Le groupe État islamique recule dans le nord du pays

Ces peshmergas revenant du front font le signe de la victoire.
Photo: Zana Ahmed Associated Press Ces peshmergas revenant du front font le signe de la victoire.

L’offensive en cours dans le nord de l’Irak, la plus vaste lancée à ce jour contre le groupe État islamique (EI), a fait reculer les djihadistes, dont l’un des principaux chefs a été tué par des frappes aériennes selon Washington.

Des milliers de personnes bloquées depuis l’été sur le mont Sinjar pourraient être en partie évacuées dans les prochains jours, à la suite de la fin du siège de l’EI, brisé par les forces kurdes (peshmergas) avec l’appui de nombreux raids de la coalition internationale.

« Les peshmergas ont libéré environ 70 % de la zone du mont Sinjar mais le sud est toujours sous contrôle de l’EI , a indiqué Faisal Salmeh, un habitant. Ils ont commencé à apporter de l’aide à ceux qui en ont le plus besoin. »

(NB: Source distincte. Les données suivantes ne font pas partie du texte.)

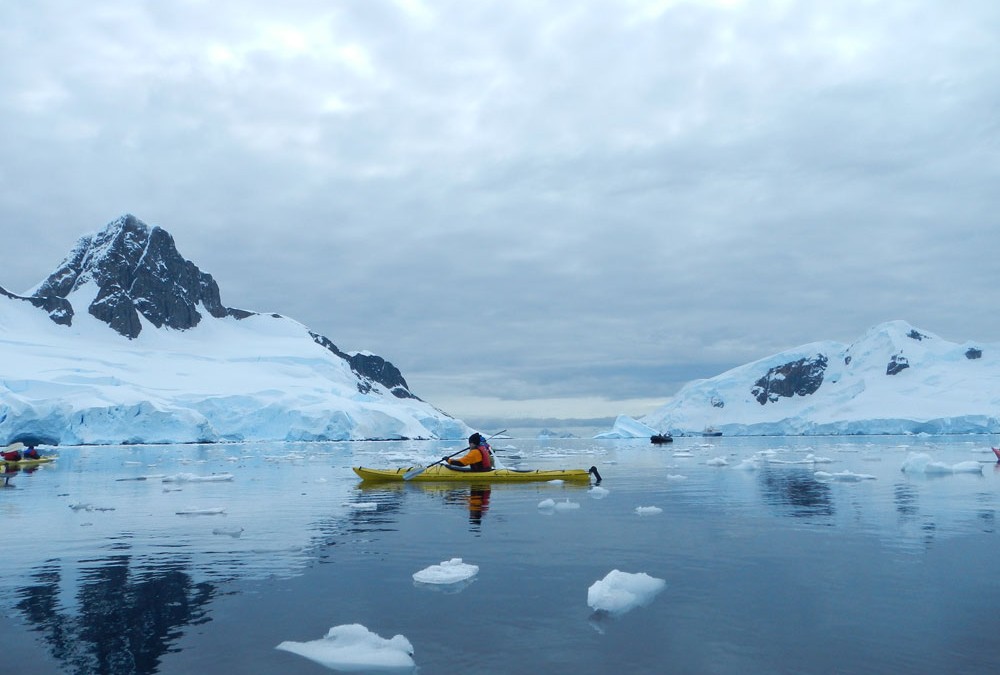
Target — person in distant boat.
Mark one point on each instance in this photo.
(478, 458)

Les 8000 combattants kurdes impliqués ont repris quelque 700 km2 dans les régions de Zumar et Sinjar en deux jours, selon les dirigeants kurdes. Ce terrain avait été perdu après le lancement en juin de la vaste offensive ayant permis à l’EI de s’emparer de vastes territoires à la faveur de la déroute de l’armée irakienne.

La victoire kurde a été amplifiée par l’annonce concomitante par des responsables américains de la mort récente de plusieurs « dirigeants [djihadistes] importants et intermédiaires » en Irak, notamment Abou Muslim al-Tourkmani, considéré comme l’adjoint pour l’Irak du chef de l’EI, Abou Bakr al-Baghdadi.

La coalition menée par les États-Unis a intensifié sa campagne de frappes cette semaine pour soutenir l’offensive terrestre des forces antidjihadistes, qui se trouvaient vendredi en fin de journée à une quinzaine de kilomètres de Tal Afar, ville prise par l’EI en juin.

Selon des habitants, c’est une unité d’élite de l’armée qui mène cette opération depuis jeudi soir. « J’entends des explosions et des tirs, même parfois des avions de chasse, a déclaré Abou Hussein, instituteur dans cette ville située à 60 km à l’est de Sinjar. Dans mon quartier, je vois que beaucoup de djihadistes s’apprêtent à fuir ».

Située au sud du mont éponyme à proximité de la frontière syrienne, Sinjar est le symbole de la tragédie des Yazidis. Contraints de fuir cet été devant l’avancée des djihadistes, qui considèrent cette minorité kurdophone comme hérétique, des dizaines de milliers de Yazidis avaient trouvé refuge sur la montagne dans des conditions dramatiques pendant des semaines avant d’être évacués. Mais certains y sont bloqués depuis quatre mois.